Recently I’ve been thinking, and blogging, about what kind of reading fits with summer days and I’ve finally got round to some children’s books. There’s still time! The weather may not be so summery right now but there are still weeks to go until…but let’s not think about that.
I’ve never been to the Scilly Isles but have long wanted to visit. Even more so now, after reading Breathing Underwater by Julia Green (2009), based on a fictionalised version of this archipelago off the tip of Cornwall. 14-year-old Freya returns for the first time in a year to the tiny island where her grandparents live and where her big brother drowned the summer before. It’s sad, but story and setting are beautifully evoked, as are the things that have changed and those which stay the same. I hate that lazy phrase ‘coming to terms with’, but I guess this is what the book is all about, and yet much more. Freya is growing up and stretching her wings. It also sums up wonderfully the way a holiday place can be somewhere you think of as your very own, more you than where you live most of your life – even when that’s painful, too.
Cornish cove
Somewhere I have spent a lot of summertime in is mainland Cornwall, since my grandparents lived there and my mum grew up there. Also beautifully evoked, Helen Dunmore’s Ingo series (2006 onwards) mixes very convincing rocky coves, sandy beaches, caves, sun and sea-fog of the real Cornwall with a more mythical underwater strand which begins with a carved mermaid in Zennor church. Ingo is also about loss and longing; a little, too, about the economic difficulties of living in a remote, rural and seasonal county – but I expect grown-up readers will pick up more on this. I’ve only read the first volume but have the second – The Tide Knot – lined up and can’t wait. Dunmore writes amazing novels for adults and is a poet, too – it shows.

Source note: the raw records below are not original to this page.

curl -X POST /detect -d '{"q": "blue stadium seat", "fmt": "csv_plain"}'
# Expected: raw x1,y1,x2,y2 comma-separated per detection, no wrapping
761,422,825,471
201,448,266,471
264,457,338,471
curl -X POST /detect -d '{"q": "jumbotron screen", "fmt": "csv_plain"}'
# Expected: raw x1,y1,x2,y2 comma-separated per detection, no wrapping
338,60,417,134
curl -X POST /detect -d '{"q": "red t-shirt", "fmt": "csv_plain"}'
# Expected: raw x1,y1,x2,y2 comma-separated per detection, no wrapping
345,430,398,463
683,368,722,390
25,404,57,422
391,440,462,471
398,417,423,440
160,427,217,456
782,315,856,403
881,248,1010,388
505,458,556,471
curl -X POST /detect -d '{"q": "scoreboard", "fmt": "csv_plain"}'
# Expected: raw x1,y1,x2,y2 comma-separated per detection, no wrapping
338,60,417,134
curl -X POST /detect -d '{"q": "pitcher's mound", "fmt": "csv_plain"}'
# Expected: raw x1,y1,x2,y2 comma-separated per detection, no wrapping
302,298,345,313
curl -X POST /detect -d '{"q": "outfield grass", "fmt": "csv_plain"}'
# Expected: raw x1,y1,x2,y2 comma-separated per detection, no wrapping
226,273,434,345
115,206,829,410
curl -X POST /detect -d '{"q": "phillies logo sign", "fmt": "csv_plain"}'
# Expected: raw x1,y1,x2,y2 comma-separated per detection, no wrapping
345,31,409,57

In both these books children and young teens are testing their independence, and I love reading about their freedom to take risks and weigh up consequences.

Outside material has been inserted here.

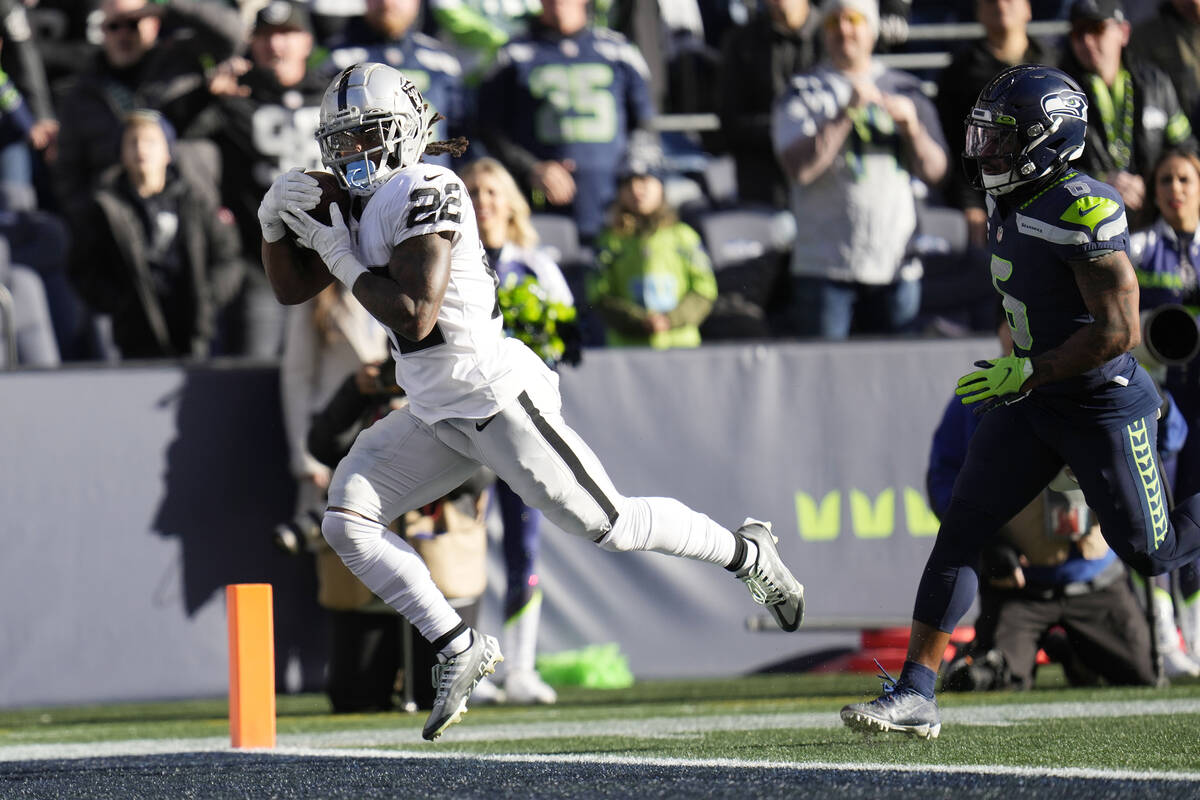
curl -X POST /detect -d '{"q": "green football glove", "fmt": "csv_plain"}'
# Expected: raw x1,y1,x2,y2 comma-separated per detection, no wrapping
954,355,1033,405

For less nuanced reading, here are a couple of other ideas.
More islands, swimming, sailing, picnics, camping out and building fires feature in my next suggestion. A much more traditional one: Swallows & Amazons by Arthur Ransome (1929). I confess I haven’t reread this since childhood and there may be some very uncomfortable attitudes lurking in it for modern-day readers. I know one of the characters has an embarrassing name that has not really stood the test of time. But there are ‘pirates’, intrepid and skilful girls, and plenty of adventures. It was in this book that I first came across a reference to pemmican – some kind of convenience-meal canned meat that, as a squeamish eater, I felt very nervous about – and because of my very literal young mind I just made the connection: pelican in a can. Obviously!

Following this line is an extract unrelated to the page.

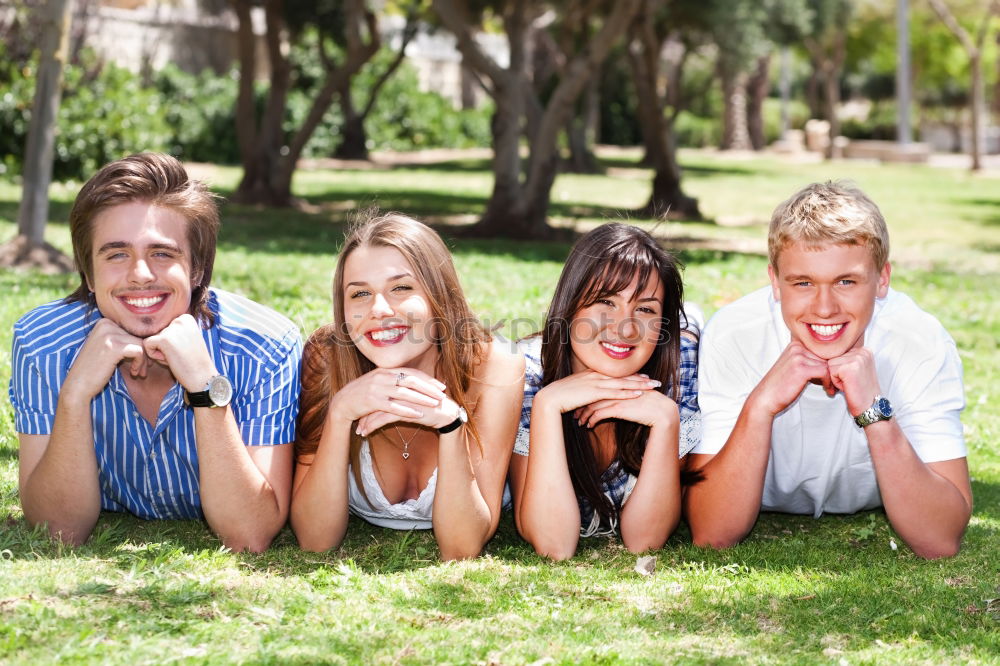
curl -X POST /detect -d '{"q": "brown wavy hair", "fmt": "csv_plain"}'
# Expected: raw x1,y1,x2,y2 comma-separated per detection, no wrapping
65,153,220,326
295,211,491,493
542,223,684,521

I’ve written elsewhere that I never read much Enid Blyton as a child, but I did enjoy a couple of the titles in the
‘Adventure’ series – The Island of Adventure being the only one I remember anything about! But Blyton is never short of picnics, boats, beaches and islands, and the kind of adventures that can only be had when responsible adults are right out of the picture and only the wicked, but easily outwitted by a handful of kids and a dog (or, in this instance, a parrot) type, are left.
Happy holidays (if only inside the pages of a book)!